Radfar also has been blessed with good advice and values the investments from the Idea Foundry. He said he also has applied to other local economic development groups for assistance, though he believes that the existing support system is overworked. "It's part of our business strategy to stay local," Radfar said. Pittsburgh "was at one point the epicenter of commerce, up until the 1980s," he added.

From the entrepreneur-focused centers and programs at local universities to company-building groups such as Innovation Works and the Pittsburgh Digital and Life Sciences Greenhouses, mentoring programs and self-organized support groups are local life jackets for budding business owners.

Radfar is an active member and advocate for Helping Entrepreneurs to Learn from Peers, also called HELP. Last month he joined a small contingent of start-up heads to pitch the Allegheny Conference on Community Development on how it could better assist growing companies.

But Sarah Madia and Molly Wetmore say Pittsburgh offers them more than enough support. Their biggest worry is setting a launch date for their new company, Peek-a-Baby. It's been pushed back to sometime in the fall as they work out technical kinks.

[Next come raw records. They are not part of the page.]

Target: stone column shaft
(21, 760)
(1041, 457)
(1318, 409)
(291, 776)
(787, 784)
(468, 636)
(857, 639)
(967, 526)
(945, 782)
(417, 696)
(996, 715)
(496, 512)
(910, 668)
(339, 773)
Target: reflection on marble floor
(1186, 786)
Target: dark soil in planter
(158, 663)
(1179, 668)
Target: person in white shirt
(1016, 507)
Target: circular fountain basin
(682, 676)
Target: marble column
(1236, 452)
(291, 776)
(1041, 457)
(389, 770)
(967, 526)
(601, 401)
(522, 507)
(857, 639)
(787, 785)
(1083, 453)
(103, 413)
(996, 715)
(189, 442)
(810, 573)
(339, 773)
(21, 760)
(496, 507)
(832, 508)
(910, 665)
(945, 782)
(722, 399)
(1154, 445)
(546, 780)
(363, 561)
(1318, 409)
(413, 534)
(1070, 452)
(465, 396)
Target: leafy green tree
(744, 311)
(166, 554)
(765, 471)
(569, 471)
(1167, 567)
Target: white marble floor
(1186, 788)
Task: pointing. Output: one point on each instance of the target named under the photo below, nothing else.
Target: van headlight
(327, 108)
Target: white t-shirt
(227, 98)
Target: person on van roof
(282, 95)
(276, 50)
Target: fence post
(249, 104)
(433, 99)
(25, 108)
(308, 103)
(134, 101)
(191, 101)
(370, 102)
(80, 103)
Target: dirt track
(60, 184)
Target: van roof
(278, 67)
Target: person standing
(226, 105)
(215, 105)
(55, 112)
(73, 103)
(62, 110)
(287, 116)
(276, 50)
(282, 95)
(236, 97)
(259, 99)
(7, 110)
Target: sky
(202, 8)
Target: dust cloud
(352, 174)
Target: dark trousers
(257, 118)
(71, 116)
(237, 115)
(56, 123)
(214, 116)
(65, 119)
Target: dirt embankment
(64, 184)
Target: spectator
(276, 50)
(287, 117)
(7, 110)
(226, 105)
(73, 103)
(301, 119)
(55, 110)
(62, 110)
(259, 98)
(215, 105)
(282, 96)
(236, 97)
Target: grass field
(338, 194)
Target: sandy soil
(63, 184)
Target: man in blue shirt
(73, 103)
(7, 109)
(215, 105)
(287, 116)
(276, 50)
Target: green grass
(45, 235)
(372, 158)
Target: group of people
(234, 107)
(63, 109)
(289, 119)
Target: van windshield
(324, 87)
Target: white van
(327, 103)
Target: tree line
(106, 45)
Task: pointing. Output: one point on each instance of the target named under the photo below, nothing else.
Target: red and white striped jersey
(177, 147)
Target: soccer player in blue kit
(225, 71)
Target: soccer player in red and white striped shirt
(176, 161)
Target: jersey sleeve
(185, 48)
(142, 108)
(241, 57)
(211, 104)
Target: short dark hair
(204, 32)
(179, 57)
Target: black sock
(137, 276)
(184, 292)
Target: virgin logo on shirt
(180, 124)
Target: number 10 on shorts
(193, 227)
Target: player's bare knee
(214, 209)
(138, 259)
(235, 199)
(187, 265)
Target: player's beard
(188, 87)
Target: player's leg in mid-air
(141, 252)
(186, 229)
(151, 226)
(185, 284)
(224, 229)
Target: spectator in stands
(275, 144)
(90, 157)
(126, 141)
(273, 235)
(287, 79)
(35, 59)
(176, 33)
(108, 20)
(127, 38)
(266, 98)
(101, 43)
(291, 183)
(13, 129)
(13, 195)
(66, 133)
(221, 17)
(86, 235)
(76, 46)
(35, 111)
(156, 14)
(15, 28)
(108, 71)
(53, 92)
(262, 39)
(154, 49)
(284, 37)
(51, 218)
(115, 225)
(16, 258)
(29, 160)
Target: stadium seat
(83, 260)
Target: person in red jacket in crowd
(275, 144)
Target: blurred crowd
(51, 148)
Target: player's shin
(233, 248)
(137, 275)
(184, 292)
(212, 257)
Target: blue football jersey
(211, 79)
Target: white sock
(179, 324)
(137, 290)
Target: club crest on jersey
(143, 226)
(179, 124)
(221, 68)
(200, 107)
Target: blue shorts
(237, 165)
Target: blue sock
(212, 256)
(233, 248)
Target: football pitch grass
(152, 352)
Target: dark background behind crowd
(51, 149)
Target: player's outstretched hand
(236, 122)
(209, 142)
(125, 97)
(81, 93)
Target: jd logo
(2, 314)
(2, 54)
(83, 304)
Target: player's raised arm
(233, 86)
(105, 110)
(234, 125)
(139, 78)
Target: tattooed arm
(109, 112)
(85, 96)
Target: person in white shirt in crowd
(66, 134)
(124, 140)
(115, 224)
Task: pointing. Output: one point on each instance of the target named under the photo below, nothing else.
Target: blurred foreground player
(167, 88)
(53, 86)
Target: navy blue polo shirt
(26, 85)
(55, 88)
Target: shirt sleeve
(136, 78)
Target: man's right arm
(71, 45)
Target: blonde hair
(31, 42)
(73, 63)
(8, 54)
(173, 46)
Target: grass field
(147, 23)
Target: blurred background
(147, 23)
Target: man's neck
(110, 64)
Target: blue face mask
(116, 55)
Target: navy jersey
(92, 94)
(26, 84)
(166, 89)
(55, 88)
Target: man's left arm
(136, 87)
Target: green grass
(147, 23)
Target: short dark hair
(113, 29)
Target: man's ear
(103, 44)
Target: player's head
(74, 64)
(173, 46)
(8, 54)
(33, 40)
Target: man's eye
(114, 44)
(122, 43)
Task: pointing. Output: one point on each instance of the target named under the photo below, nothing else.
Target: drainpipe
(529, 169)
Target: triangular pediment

There was never a thought for these native Pittsburghers to build a company anywhere else. "It's an interesting place," said Wetmore. "With so many technical things -- it's an untapped market."

Plus, Wetmore added, she loves the North Hills and she is near her family, which has formed a network of investors for Peek-a-Baby. And even before its official launch, the start-up is rounding up customers the old-fashioned way -- by word of mouth.

At Clearspring, Radfar also is using his local connections to find customers for Clearspring's software. "I'm a Pittsburgh native and CMU grad, and I've gotten a lot out of the city," Radfar said. "We're willing to give it a shot."